Les Français, depuis la création de l’euro jusqu’aux plans européens d’Emmanuel Macron, cherchent à chapeauter la zone euro d’un gouvernement économique afin de contrebalancer la domination de l’Allemagne au niveau de l’UE des 28, bientôt 27. La France a besoin de l’Italie et des pays du Sud pour réaliser cet objectif.
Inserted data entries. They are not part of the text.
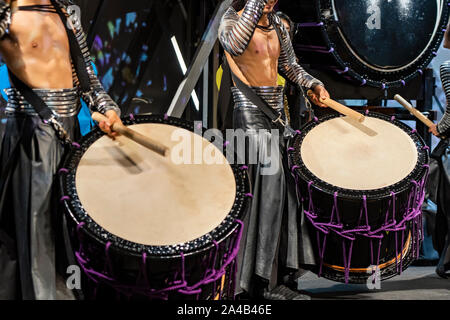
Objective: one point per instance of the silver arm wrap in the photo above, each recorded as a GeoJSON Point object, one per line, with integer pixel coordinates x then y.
{"type": "Point", "coordinates": [101, 99]}
{"type": "Point", "coordinates": [444, 125]}
{"type": "Point", "coordinates": [5, 18]}
{"type": "Point", "coordinates": [287, 63]}
{"type": "Point", "coordinates": [236, 32]}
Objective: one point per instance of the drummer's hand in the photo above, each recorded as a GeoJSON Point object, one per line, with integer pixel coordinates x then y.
{"type": "Point", "coordinates": [320, 93]}
{"type": "Point", "coordinates": [434, 131]}
{"type": "Point", "coordinates": [105, 126]}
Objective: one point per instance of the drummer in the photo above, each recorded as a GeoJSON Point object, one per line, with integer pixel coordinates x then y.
{"type": "Point", "coordinates": [255, 55]}
{"type": "Point", "coordinates": [32, 150]}
{"type": "Point", "coordinates": [439, 156]}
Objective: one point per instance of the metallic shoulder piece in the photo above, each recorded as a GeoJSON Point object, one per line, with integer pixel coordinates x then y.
{"type": "Point", "coordinates": [236, 32]}
{"type": "Point", "coordinates": [97, 98]}
{"type": "Point", "coordinates": [444, 125]}
{"type": "Point", "coordinates": [287, 63]}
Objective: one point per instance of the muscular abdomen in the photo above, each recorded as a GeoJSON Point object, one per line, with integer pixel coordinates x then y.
{"type": "Point", "coordinates": [37, 50]}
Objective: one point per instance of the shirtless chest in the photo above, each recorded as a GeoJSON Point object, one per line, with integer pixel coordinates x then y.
{"type": "Point", "coordinates": [37, 33]}
{"type": "Point", "coordinates": [264, 45]}
{"type": "Point", "coordinates": [258, 65]}
{"type": "Point", "coordinates": [36, 46]}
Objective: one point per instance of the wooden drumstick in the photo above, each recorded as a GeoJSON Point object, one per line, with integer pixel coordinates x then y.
{"type": "Point", "coordinates": [419, 115]}
{"type": "Point", "coordinates": [414, 111]}
{"type": "Point", "coordinates": [341, 108]}
{"type": "Point", "coordinates": [133, 135]}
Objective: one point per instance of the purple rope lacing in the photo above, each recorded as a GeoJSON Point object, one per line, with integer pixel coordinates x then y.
{"type": "Point", "coordinates": [319, 49]}
{"type": "Point", "coordinates": [310, 24]}
{"type": "Point", "coordinates": [412, 214]}
{"type": "Point", "coordinates": [179, 284]}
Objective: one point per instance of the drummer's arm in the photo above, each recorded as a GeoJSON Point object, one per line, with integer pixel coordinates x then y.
{"type": "Point", "coordinates": [447, 37]}
{"type": "Point", "coordinates": [235, 32]}
{"type": "Point", "coordinates": [5, 17]}
{"type": "Point", "coordinates": [443, 128]}
{"type": "Point", "coordinates": [101, 101]}
{"type": "Point", "coordinates": [289, 67]}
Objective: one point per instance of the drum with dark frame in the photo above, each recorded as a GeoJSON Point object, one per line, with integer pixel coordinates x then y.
{"type": "Point", "coordinates": [378, 43]}
{"type": "Point", "coordinates": [362, 188]}
{"type": "Point", "coordinates": [145, 226]}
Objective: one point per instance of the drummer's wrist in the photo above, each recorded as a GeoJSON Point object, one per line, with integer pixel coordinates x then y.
{"type": "Point", "coordinates": [317, 85]}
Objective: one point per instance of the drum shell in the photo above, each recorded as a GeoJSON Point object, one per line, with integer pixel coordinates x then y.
{"type": "Point", "coordinates": [143, 268]}
{"type": "Point", "coordinates": [321, 198]}
{"type": "Point", "coordinates": [320, 44]}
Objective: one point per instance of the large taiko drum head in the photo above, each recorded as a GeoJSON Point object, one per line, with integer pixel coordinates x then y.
{"type": "Point", "coordinates": [362, 186]}
{"type": "Point", "coordinates": [142, 197]}
{"type": "Point", "coordinates": [350, 155]}
{"type": "Point", "coordinates": [145, 226]}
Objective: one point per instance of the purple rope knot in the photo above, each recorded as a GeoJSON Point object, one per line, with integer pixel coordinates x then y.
{"type": "Point", "coordinates": [63, 170]}
{"type": "Point", "coordinates": [343, 71]}
{"type": "Point", "coordinates": [64, 198]}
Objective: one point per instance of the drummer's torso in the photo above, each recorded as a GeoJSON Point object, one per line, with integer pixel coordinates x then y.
{"type": "Point", "coordinates": [36, 46]}
{"type": "Point", "coordinates": [258, 65]}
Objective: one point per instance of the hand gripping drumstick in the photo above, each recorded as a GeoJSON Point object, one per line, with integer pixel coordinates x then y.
{"type": "Point", "coordinates": [341, 108]}
{"type": "Point", "coordinates": [133, 135]}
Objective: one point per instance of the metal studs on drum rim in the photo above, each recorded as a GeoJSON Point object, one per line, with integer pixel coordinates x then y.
{"type": "Point", "coordinates": [202, 268]}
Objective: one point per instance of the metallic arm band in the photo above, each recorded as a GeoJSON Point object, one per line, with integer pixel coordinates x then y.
{"type": "Point", "coordinates": [287, 63]}
{"type": "Point", "coordinates": [236, 32]}
{"type": "Point", "coordinates": [102, 100]}
{"type": "Point", "coordinates": [5, 18]}
{"type": "Point", "coordinates": [444, 125]}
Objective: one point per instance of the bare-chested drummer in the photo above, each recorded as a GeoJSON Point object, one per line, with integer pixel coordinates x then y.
{"type": "Point", "coordinates": [35, 46]}
{"type": "Point", "coordinates": [256, 54]}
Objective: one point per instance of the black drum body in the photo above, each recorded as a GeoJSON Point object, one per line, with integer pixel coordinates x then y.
{"type": "Point", "coordinates": [357, 233]}
{"type": "Point", "coordinates": [200, 269]}
{"type": "Point", "coordinates": [377, 43]}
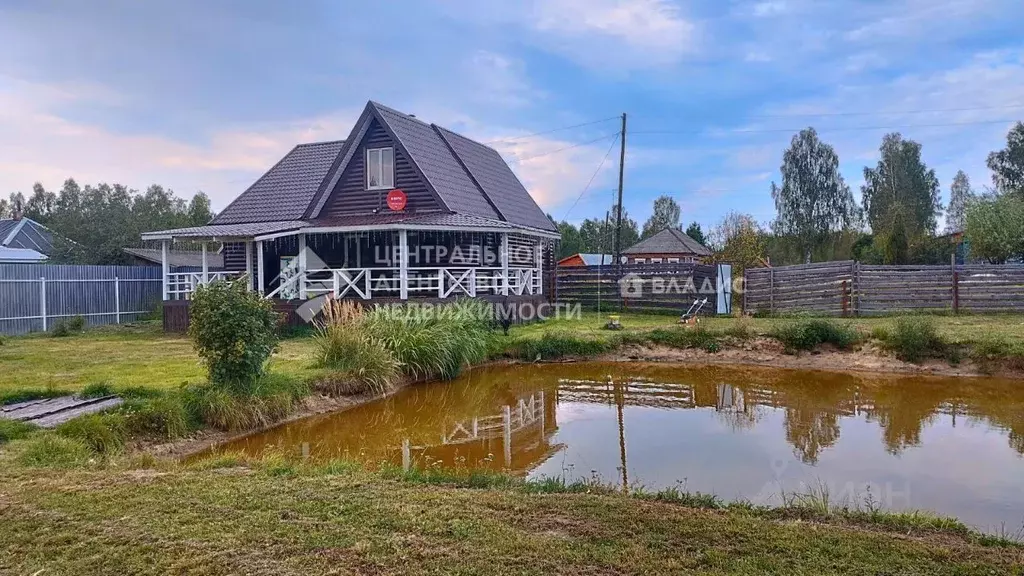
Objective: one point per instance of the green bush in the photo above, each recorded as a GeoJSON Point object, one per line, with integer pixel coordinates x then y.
{"type": "Point", "coordinates": [14, 429]}
{"type": "Point", "coordinates": [164, 417]}
{"type": "Point", "coordinates": [235, 332]}
{"type": "Point", "coordinates": [553, 345]}
{"type": "Point", "coordinates": [103, 434]}
{"type": "Point", "coordinates": [52, 451]}
{"type": "Point", "coordinates": [808, 334]}
{"type": "Point", "coordinates": [913, 339]}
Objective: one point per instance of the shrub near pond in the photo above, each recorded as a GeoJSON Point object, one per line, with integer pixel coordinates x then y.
{"type": "Point", "coordinates": [235, 332]}
{"type": "Point", "coordinates": [809, 334]}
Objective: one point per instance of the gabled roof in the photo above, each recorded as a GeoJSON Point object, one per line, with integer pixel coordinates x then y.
{"type": "Point", "coordinates": [27, 234]}
{"type": "Point", "coordinates": [286, 190]}
{"type": "Point", "coordinates": [669, 241]}
{"type": "Point", "coordinates": [20, 255]}
{"type": "Point", "coordinates": [466, 177]}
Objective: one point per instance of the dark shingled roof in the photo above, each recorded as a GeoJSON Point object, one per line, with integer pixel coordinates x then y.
{"type": "Point", "coordinates": [470, 179]}
{"type": "Point", "coordinates": [669, 241]}
{"type": "Point", "coordinates": [498, 181]}
{"type": "Point", "coordinates": [27, 234]}
{"type": "Point", "coordinates": [286, 190]}
{"type": "Point", "coordinates": [442, 171]}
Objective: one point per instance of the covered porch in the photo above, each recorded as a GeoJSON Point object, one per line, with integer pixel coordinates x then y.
{"type": "Point", "coordinates": [391, 261]}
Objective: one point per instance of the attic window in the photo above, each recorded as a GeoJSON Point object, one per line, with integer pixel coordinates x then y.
{"type": "Point", "coordinates": [380, 168]}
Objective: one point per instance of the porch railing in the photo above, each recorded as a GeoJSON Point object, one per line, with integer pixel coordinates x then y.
{"type": "Point", "coordinates": [367, 283]}
{"type": "Point", "coordinates": [180, 285]}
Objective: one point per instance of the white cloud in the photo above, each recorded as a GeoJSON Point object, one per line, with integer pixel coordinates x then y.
{"type": "Point", "coordinates": [38, 142]}
{"type": "Point", "coordinates": [607, 35]}
{"type": "Point", "coordinates": [769, 8]}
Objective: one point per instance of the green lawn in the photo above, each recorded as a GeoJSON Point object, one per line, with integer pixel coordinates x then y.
{"type": "Point", "coordinates": [240, 521]}
{"type": "Point", "coordinates": [143, 356]}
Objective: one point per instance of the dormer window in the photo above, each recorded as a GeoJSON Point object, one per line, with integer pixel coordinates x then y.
{"type": "Point", "coordinates": [380, 168]}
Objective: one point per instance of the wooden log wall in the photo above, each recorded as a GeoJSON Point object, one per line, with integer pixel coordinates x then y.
{"type": "Point", "coordinates": [849, 288]}
{"type": "Point", "coordinates": [662, 287]}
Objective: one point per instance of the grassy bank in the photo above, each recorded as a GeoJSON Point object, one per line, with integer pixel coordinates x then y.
{"type": "Point", "coordinates": [284, 519]}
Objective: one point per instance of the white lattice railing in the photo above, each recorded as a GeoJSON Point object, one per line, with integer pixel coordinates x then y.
{"type": "Point", "coordinates": [368, 283]}
{"type": "Point", "coordinates": [180, 285]}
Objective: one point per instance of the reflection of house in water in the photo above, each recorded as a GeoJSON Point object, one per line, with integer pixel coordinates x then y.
{"type": "Point", "coordinates": [519, 429]}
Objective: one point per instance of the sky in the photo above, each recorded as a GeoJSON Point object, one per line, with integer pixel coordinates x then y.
{"type": "Point", "coordinates": [200, 95]}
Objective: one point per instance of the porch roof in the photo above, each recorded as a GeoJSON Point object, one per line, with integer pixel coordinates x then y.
{"type": "Point", "coordinates": [225, 231]}
{"type": "Point", "coordinates": [353, 222]}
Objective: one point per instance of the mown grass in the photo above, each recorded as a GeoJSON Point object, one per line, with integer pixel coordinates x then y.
{"type": "Point", "coordinates": [265, 518]}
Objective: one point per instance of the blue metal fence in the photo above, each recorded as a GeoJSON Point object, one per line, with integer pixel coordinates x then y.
{"type": "Point", "coordinates": [33, 297]}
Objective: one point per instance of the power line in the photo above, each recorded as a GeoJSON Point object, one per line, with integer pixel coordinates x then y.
{"type": "Point", "coordinates": [592, 177]}
{"type": "Point", "coordinates": [511, 138]}
{"type": "Point", "coordinates": [935, 111]}
{"type": "Point", "coordinates": [828, 129]}
{"type": "Point", "coordinates": [518, 160]}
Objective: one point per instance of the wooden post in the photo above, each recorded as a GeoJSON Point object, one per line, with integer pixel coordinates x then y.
{"type": "Point", "coordinates": [117, 300]}
{"type": "Point", "coordinates": [846, 298]}
{"type": "Point", "coordinates": [507, 438]}
{"type": "Point", "coordinates": [856, 288]}
{"type": "Point", "coordinates": [165, 269]}
{"type": "Point", "coordinates": [539, 258]}
{"type": "Point", "coordinates": [955, 281]}
{"type": "Point", "coordinates": [259, 268]}
{"type": "Point", "coordinates": [206, 266]}
{"type": "Point", "coordinates": [42, 300]}
{"type": "Point", "coordinates": [250, 281]}
{"type": "Point", "coordinates": [505, 263]}
{"type": "Point", "coordinates": [302, 266]}
{"type": "Point", "coordinates": [403, 264]}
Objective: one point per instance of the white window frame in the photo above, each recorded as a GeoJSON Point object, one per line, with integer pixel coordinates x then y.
{"type": "Point", "coordinates": [379, 152]}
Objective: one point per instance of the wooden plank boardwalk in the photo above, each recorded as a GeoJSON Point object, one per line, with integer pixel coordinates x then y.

Le gouvernement économique européen, dans sa nouvelle version à l’échelle de la zone euro dépasse donc le centre de pouvoir potentiel. S’il montait en puissance, il permettrait au gouvernement français de rassembler autour de lui les gouvernements des grands pays du Sud, Espagne et Italie, les petits pays méditerranéens comme la Grèce, Malte, Chypre, et la Slovénie, mais aussi le Portugal. La Belgique, l’Irlande, les Pays-Bas, la Finlande,l’Estonie, la Lituanie et la Lettonie, pays du Nord, et la Slovaquie et l’Autriche, pays d’Europe centrale sont pas contre plus favorables à la vision allemande. Selon les représentations évoquées dans les débats médiatisés, l’équilibre[iv] serait en théorie plus favorable à la France vis-à-vis de l’Allemagne, pour renforcer sa stratégie de promotion de l’Europe de la solidarité, et de médiateur avec les pays du Sud en difficulté comme la Grèce. La France partage avec la plupart des pays de ce cercle, un déficit commercial avec l’Allemagne, mais ne réussit à combler partiellement son déficit commercial qu’avec les pays du Sud..La France a en commun avec la plupart des pays de la zone euro, une dette et un déficit importants.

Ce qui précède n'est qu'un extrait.